# Attn: Installers And Retailers



## junki (Feb 19, 2004)

Do Not Purchase From Perfect 10 Out Of Little Rock Ark. Sales Reps Keep Clients Credit Card Info And Purchase Porno And Phone Sex. This Is True, And Can Prove It.


----------



## Mark Lamutt (Mar 24, 2002)

From Terms of Use: *(q) The posting of duplicate messages in the same forum or in multiple forums is not allowed, and the duplicates are subject to deletion. This not only includes posts that are identical to other posts from the same user or from different users, but also includes posts that are similar in message to other posts left by the same user. Repeated rants against anyone or anything will be considered spam and subject to removal.*

I'm sorry you got screwed by this distributor, junki, but if you make me clean up multiple posts like this again, you're going on vacation for awhile around here.


----------



## Tusk (Nov 14, 2002)

You'll have a hard time not purchasing from Perfect 10 because they are ultimately the distributor to about 60% of the direcTV local retailors out there. They have the rights to over 30 states for distribution purposes. They were the top distributor of DirecTV in the nation the last 3 years, I believe.

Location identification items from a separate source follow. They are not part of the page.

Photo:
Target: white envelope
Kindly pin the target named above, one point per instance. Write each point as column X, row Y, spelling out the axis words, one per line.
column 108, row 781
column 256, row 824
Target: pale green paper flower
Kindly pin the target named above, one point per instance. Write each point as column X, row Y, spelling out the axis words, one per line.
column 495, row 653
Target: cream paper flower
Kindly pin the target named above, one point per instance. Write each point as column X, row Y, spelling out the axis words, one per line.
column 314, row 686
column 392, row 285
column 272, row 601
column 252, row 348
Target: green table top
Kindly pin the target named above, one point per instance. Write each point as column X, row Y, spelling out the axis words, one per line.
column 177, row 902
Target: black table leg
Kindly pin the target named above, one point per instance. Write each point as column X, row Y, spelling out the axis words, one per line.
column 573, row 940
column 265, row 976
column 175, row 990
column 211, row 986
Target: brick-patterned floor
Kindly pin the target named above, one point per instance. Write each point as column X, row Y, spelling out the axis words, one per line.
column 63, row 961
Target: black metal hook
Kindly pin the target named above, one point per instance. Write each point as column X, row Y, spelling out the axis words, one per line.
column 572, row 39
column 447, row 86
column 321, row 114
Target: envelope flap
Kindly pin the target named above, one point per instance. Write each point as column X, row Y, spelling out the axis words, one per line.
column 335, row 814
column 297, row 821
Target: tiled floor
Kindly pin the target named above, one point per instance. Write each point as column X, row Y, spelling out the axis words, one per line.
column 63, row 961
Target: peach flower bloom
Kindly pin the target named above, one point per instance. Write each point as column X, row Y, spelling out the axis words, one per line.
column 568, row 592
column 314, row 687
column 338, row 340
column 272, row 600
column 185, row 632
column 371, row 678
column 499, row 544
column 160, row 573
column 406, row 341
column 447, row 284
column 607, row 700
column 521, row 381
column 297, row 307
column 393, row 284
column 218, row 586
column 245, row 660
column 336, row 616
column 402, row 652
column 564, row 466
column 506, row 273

I'm not supporting them, I'm just saying that you might not have a choice. Even ordering through DirecTV might result in a shipment from Perfect 10.


----------



## junki (Feb 19, 2004)

No PROBLEM AT ALL. have A dsi WAREHOUSE DOWN THE ROAD. p10 WAS JUST A CHOICE OF MANY TO PURCHASE FROM BECAUSE OF PRICES


----------



## Mike500 (May 10, 2002)

I've bought for Perfect 10 for a long time. I have never had problems with them. If they did put porn charges on my credit card, I'd just contact my credit card issuer and have them disputed.


----------



## DishDude1 (Apr 13, 2002)

LOL! 
DSI = 

Don't
Stock
It

Have fun with your new distributor! DSI truly is a joy to work with. :lol:


----------



## 88fan (Jan 22, 2004)

been dealing with perfect 10 for years.....never any problems .....good luck with dsi.(ha ha)


----------



## Van (May 4, 2004)

Sounds like you got pooched by one bad employee, I'd suggest that you first file a police report, dispute the charges at the bank or CC provider, contact your lawyer and get incontact with the head of P10 as well as direct and inform them of this problem.


----------



## waydwolf (Feb 2, 2003)

I too have never had any problems with P10 and they're the single best known distributor out there for economically priced DBS supplies. The lowest prices you find at retail anywhere are still 25%-250% above P10's. With the volume of business they do, and the spotlight on them that goes with it, they can't afford this sort of thing. Their catalog plainly states the e-mail naming convention for them and makes it easy to e-mail anyone right up to their senior execs who they've named in catalogs over the years with their pictures.

How many companies make those in charge so plainly visible as P10?

If it is true, pursue a case.


----------